What do I need to know about the BOM?

When the BOM is used in web pages or editors for UTF-8 encoded content it can sometimes introduce blank spaces or short sequences of strange-looking characters (such as ï»¿). For this reason, it is usually best for interoperability to omit the BOM, when given a choice, for UTF-8 content.

For more information about how to detect and remove a byte-order mark, see Display problems caused by the UTF-8 BOM. You can find out whether a page contains a BOM at the start or further down in the content using the W3C Internationalization Checker.

If your editor allows you to specify whether you want a BOM while saving content as UTF-8, you should usually say no.

BOM preferences on a dialog panel.

If you use UTF-16. According to the HTML5 specification, if your page is encoded as UTF-16, you must use the byte-order mark in HTML. This is what will be used to indicate the encoding of the page to the browser.

It's recommended to use UTF-8, rather than UTF-16, if you use a Unicode encoding. So for most people, this will be academic.

The HTML5 specification currently disallows the use of any other in-document encoding declaration for UTF-16, although this is still under discussion and may change. In effect, this means that the BOM is, itself, the declaration that you have to add.

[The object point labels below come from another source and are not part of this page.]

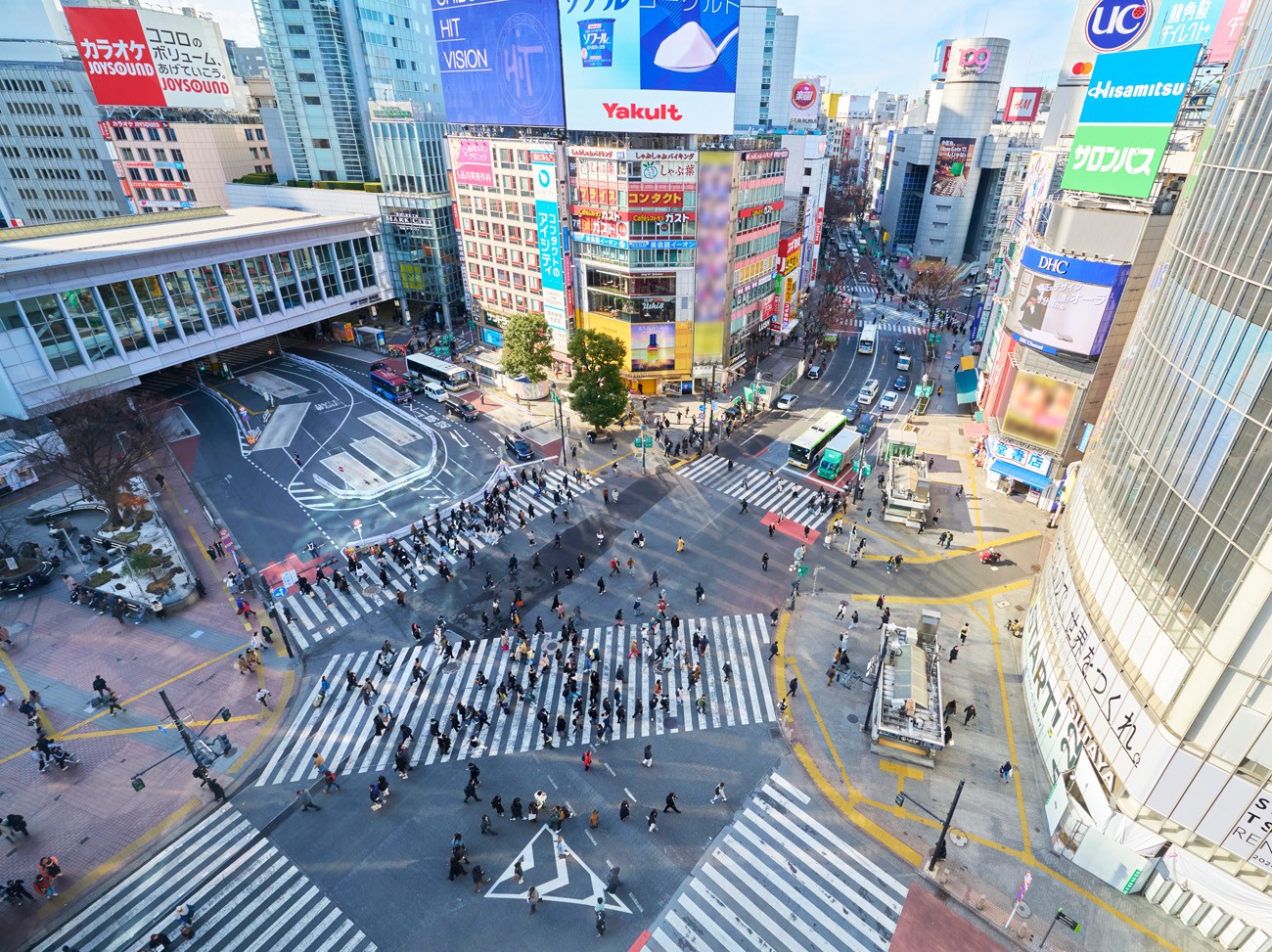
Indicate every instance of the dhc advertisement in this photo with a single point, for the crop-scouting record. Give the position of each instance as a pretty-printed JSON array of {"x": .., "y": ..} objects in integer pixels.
[
  {"x": 1065, "y": 304},
  {"x": 500, "y": 62},
  {"x": 649, "y": 65}
]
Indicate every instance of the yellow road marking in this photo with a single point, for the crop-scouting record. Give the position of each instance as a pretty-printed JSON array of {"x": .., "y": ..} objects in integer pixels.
[
  {"x": 271, "y": 722},
  {"x": 119, "y": 859}
]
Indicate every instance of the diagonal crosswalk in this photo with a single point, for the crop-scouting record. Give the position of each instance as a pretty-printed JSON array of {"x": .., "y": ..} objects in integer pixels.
[
  {"x": 342, "y": 728},
  {"x": 793, "y": 498},
  {"x": 243, "y": 891},
  {"x": 329, "y": 610},
  {"x": 779, "y": 879}
]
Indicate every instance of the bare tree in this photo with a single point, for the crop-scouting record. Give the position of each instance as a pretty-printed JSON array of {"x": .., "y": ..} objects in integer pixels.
[
  {"x": 102, "y": 442},
  {"x": 935, "y": 286}
]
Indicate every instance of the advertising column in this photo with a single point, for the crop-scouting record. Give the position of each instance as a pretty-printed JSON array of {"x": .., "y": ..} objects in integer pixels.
[{"x": 547, "y": 212}]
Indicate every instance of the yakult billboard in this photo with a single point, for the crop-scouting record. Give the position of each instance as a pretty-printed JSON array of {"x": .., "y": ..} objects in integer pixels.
[
  {"x": 650, "y": 65},
  {"x": 147, "y": 58}
]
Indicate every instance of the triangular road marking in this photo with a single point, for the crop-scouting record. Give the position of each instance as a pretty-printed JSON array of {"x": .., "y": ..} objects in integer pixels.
[{"x": 505, "y": 886}]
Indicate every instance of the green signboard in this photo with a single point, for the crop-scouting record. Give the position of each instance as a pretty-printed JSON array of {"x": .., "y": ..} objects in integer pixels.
[{"x": 1115, "y": 159}]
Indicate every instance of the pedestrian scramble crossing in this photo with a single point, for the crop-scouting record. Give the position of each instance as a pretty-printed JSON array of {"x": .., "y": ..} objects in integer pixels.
[
  {"x": 793, "y": 498},
  {"x": 327, "y": 610},
  {"x": 777, "y": 879},
  {"x": 886, "y": 326},
  {"x": 245, "y": 895},
  {"x": 342, "y": 728}
]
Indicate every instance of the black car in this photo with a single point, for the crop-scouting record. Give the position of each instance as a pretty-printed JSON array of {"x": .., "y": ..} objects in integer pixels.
[
  {"x": 461, "y": 407},
  {"x": 518, "y": 448}
]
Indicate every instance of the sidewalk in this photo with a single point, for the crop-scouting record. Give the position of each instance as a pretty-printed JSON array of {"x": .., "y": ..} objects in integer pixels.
[
  {"x": 89, "y": 816},
  {"x": 995, "y": 837}
]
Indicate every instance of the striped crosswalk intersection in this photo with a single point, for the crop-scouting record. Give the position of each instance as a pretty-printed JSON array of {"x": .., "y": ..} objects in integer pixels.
[
  {"x": 793, "y": 498},
  {"x": 342, "y": 728},
  {"x": 779, "y": 879},
  {"x": 329, "y": 610},
  {"x": 245, "y": 893}
]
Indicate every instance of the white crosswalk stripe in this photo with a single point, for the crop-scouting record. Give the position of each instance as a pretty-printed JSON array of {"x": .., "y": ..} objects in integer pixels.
[
  {"x": 329, "y": 610},
  {"x": 245, "y": 893},
  {"x": 342, "y": 728},
  {"x": 794, "y": 499},
  {"x": 779, "y": 879},
  {"x": 890, "y": 327}
]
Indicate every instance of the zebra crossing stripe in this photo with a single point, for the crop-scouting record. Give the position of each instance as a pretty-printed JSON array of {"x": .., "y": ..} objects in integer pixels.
[
  {"x": 341, "y": 730},
  {"x": 258, "y": 895}
]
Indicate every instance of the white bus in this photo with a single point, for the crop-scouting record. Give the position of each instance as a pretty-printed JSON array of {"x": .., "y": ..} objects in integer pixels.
[{"x": 431, "y": 368}]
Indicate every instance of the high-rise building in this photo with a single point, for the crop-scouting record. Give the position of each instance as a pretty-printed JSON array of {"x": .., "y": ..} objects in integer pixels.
[
  {"x": 327, "y": 60},
  {"x": 54, "y": 164},
  {"x": 946, "y": 173},
  {"x": 766, "y": 65},
  {"x": 1148, "y": 648}
]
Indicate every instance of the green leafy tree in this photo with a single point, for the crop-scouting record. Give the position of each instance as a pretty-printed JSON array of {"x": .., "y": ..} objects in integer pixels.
[
  {"x": 597, "y": 390},
  {"x": 526, "y": 347}
]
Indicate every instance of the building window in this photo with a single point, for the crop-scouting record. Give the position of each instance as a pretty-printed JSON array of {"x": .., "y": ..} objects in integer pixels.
[{"x": 55, "y": 335}]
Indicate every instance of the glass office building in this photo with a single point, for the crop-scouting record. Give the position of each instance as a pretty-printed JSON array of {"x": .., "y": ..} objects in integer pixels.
[{"x": 1148, "y": 650}]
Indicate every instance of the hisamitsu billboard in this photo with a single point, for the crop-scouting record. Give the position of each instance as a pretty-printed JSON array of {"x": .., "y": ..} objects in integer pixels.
[
  {"x": 147, "y": 58},
  {"x": 650, "y": 65},
  {"x": 500, "y": 62}
]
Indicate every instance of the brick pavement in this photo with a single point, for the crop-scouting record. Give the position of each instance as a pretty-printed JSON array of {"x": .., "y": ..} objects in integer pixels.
[{"x": 89, "y": 816}]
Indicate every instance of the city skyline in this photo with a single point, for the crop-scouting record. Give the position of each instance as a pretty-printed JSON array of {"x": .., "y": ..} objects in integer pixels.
[{"x": 899, "y": 67}]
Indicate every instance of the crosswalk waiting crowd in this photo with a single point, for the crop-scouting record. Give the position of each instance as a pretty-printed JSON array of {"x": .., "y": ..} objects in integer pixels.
[
  {"x": 323, "y": 606},
  {"x": 423, "y": 688}
]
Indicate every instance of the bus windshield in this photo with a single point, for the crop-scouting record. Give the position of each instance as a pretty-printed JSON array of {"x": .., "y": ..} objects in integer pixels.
[
  {"x": 431, "y": 368},
  {"x": 389, "y": 385},
  {"x": 808, "y": 447}
]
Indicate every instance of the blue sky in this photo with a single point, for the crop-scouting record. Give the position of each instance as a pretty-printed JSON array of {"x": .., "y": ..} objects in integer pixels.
[{"x": 872, "y": 45}]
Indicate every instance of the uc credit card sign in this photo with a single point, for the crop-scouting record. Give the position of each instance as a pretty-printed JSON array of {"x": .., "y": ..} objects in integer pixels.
[{"x": 649, "y": 65}]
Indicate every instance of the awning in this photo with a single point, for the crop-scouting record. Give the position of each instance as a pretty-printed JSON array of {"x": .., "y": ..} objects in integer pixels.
[{"x": 1019, "y": 474}]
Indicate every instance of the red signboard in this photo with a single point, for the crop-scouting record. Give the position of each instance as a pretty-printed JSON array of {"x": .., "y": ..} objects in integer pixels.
[
  {"x": 121, "y": 68},
  {"x": 656, "y": 200}
]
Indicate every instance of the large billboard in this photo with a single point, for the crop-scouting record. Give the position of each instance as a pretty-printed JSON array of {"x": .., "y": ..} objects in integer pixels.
[
  {"x": 952, "y": 168},
  {"x": 500, "y": 62},
  {"x": 1065, "y": 304},
  {"x": 1130, "y": 107},
  {"x": 547, "y": 212},
  {"x": 147, "y": 58},
  {"x": 1038, "y": 410},
  {"x": 653, "y": 347},
  {"x": 650, "y": 67}
]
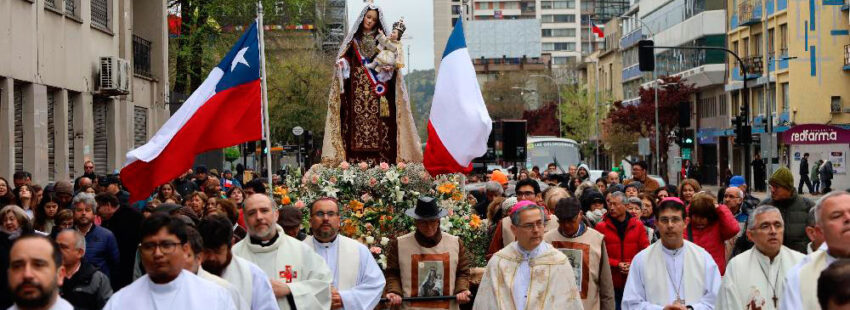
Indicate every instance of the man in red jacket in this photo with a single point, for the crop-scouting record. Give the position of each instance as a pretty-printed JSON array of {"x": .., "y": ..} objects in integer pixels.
[{"x": 625, "y": 236}]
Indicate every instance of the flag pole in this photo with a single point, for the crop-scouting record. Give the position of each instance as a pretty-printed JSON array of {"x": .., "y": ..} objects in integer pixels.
[{"x": 266, "y": 120}]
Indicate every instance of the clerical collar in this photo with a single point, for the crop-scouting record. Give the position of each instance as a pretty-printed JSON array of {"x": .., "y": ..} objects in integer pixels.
[
  {"x": 262, "y": 243},
  {"x": 428, "y": 242},
  {"x": 672, "y": 252},
  {"x": 527, "y": 255},
  {"x": 167, "y": 287},
  {"x": 325, "y": 245}
]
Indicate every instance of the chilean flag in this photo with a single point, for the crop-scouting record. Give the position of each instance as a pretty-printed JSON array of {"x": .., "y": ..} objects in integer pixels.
[
  {"x": 459, "y": 125},
  {"x": 225, "y": 110}
]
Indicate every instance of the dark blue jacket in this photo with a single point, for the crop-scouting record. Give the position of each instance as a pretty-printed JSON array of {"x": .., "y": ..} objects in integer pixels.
[{"x": 102, "y": 249}]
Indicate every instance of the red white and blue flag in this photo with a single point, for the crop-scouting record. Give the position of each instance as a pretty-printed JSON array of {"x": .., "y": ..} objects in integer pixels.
[
  {"x": 225, "y": 110},
  {"x": 459, "y": 124}
]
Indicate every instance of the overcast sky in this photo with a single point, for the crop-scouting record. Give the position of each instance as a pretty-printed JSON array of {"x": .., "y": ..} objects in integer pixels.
[{"x": 419, "y": 19}]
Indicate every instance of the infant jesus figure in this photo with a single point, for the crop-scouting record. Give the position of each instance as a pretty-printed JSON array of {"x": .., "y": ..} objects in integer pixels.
[{"x": 390, "y": 52}]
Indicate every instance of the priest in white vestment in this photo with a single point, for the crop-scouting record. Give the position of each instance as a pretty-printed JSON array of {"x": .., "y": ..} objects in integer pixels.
[
  {"x": 252, "y": 283},
  {"x": 167, "y": 285},
  {"x": 832, "y": 213},
  {"x": 357, "y": 280},
  {"x": 528, "y": 273},
  {"x": 193, "y": 265},
  {"x": 754, "y": 279},
  {"x": 299, "y": 277},
  {"x": 673, "y": 273}
]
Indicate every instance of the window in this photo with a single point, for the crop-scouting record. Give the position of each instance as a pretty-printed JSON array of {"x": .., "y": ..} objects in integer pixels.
[
  {"x": 566, "y": 32},
  {"x": 560, "y": 18},
  {"x": 71, "y": 8},
  {"x": 100, "y": 13},
  {"x": 141, "y": 57}
]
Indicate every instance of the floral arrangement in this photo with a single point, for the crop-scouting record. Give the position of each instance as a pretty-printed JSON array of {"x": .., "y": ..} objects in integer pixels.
[{"x": 374, "y": 199}]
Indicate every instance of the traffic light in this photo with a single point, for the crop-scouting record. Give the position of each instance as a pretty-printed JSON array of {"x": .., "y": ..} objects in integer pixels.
[{"x": 646, "y": 55}]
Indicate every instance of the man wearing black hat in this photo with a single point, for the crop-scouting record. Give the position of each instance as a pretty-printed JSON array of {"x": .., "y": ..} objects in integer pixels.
[
  {"x": 411, "y": 257},
  {"x": 593, "y": 274}
]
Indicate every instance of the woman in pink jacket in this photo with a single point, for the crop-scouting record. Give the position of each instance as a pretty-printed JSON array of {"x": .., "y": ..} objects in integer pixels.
[{"x": 710, "y": 225}]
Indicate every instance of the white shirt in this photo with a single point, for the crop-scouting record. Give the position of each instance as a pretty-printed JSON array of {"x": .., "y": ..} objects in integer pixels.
[
  {"x": 187, "y": 291},
  {"x": 370, "y": 279},
  {"x": 634, "y": 294},
  {"x": 254, "y": 286},
  {"x": 791, "y": 298},
  {"x": 523, "y": 275},
  {"x": 60, "y": 304}
]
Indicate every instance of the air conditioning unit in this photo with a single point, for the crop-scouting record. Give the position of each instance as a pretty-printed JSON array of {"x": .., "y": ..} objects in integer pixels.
[{"x": 114, "y": 76}]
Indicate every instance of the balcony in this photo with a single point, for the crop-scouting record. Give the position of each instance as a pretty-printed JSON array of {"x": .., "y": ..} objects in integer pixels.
[
  {"x": 846, "y": 58},
  {"x": 749, "y": 12}
]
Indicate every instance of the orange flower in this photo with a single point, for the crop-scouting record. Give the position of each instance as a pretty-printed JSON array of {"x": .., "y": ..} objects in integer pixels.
[
  {"x": 474, "y": 221},
  {"x": 446, "y": 188},
  {"x": 355, "y": 205}
]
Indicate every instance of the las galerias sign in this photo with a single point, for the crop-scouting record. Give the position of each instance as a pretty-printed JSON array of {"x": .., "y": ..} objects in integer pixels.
[{"x": 815, "y": 134}]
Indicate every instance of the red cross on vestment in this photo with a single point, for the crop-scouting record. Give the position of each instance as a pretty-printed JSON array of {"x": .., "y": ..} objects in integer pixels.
[{"x": 288, "y": 274}]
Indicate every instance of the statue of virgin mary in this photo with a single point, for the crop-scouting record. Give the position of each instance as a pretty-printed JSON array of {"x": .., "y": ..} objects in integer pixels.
[{"x": 368, "y": 120}]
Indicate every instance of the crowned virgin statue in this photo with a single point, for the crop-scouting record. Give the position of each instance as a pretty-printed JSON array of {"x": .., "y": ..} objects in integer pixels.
[{"x": 369, "y": 116}]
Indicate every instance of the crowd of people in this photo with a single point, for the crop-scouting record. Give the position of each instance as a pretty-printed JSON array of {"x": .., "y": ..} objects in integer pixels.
[{"x": 557, "y": 241}]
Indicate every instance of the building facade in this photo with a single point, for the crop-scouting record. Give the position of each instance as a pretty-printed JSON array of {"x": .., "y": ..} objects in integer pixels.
[
  {"x": 79, "y": 80},
  {"x": 797, "y": 59}
]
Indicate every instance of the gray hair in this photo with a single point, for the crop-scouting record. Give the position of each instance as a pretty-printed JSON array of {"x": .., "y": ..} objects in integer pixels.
[
  {"x": 493, "y": 187},
  {"x": 80, "y": 243},
  {"x": 619, "y": 195},
  {"x": 819, "y": 205},
  {"x": 86, "y": 198},
  {"x": 760, "y": 210},
  {"x": 515, "y": 215},
  {"x": 740, "y": 191}
]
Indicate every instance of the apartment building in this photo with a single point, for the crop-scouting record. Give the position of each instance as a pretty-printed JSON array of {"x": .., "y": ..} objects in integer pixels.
[{"x": 79, "y": 80}]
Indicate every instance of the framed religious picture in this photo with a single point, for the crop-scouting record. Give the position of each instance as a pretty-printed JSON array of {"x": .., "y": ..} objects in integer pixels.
[
  {"x": 579, "y": 256},
  {"x": 430, "y": 276}
]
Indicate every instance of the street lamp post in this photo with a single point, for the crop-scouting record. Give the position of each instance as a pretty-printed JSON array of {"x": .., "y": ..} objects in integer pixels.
[
  {"x": 558, "y": 87},
  {"x": 655, "y": 80}
]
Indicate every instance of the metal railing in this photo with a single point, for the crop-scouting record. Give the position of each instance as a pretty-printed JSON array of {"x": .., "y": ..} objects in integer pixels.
[
  {"x": 141, "y": 57},
  {"x": 755, "y": 64}
]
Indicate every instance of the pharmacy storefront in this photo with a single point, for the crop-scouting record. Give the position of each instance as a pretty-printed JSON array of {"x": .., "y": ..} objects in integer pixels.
[{"x": 822, "y": 142}]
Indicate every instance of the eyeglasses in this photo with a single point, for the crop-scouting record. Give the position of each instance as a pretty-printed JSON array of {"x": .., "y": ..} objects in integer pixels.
[
  {"x": 166, "y": 247},
  {"x": 670, "y": 220},
  {"x": 321, "y": 214},
  {"x": 531, "y": 226},
  {"x": 524, "y": 194}
]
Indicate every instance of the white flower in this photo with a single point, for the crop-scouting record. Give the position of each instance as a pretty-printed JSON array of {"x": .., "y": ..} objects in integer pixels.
[
  {"x": 391, "y": 175},
  {"x": 330, "y": 191}
]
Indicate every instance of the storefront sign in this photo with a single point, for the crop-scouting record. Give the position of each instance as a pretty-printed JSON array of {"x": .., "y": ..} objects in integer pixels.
[{"x": 815, "y": 134}]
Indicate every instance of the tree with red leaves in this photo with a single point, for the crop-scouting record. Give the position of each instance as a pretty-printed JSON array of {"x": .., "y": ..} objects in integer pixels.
[{"x": 640, "y": 118}]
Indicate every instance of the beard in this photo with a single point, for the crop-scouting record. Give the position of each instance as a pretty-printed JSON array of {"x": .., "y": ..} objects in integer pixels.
[
  {"x": 42, "y": 299},
  {"x": 215, "y": 267}
]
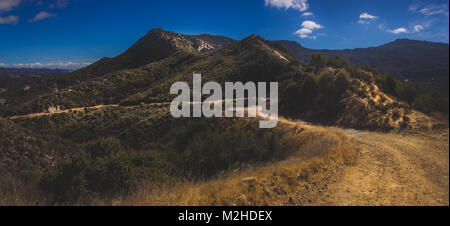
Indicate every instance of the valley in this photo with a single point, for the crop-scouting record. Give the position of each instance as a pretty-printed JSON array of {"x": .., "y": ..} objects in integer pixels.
[{"x": 104, "y": 135}]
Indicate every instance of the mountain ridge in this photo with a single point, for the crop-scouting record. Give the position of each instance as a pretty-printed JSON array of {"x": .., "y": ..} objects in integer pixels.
[{"x": 412, "y": 60}]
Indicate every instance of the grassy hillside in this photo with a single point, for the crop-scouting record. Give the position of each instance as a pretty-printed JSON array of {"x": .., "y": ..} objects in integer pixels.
[{"x": 423, "y": 62}]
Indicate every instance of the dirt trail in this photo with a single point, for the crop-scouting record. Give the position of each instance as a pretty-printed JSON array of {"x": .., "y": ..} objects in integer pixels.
[{"x": 394, "y": 169}]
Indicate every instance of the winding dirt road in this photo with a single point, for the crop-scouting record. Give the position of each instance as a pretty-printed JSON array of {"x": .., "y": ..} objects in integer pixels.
[{"x": 395, "y": 169}]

The requirement to use a BOM for UTF-16 encoded content in HTML5 means that you should not, however, serve HTML5 documents labeled as "UTF16BE" or "UTF16LE". This is because the Unicode Standard says you should not use a BOM when the text is labeled as one of those encodings. If, therefore, you want to declare the encoding in the HTTP header (which is not disallowed by the HTML5 spec), you should only use the IANA charset name "UTF-16".

Note that this is solely about the labeling of the content. Of course, the actual sequence of bytes is the same, whether you label content as UTF-16 and add a BOM, or whether you label it as UTF16LE or UTF-16BE.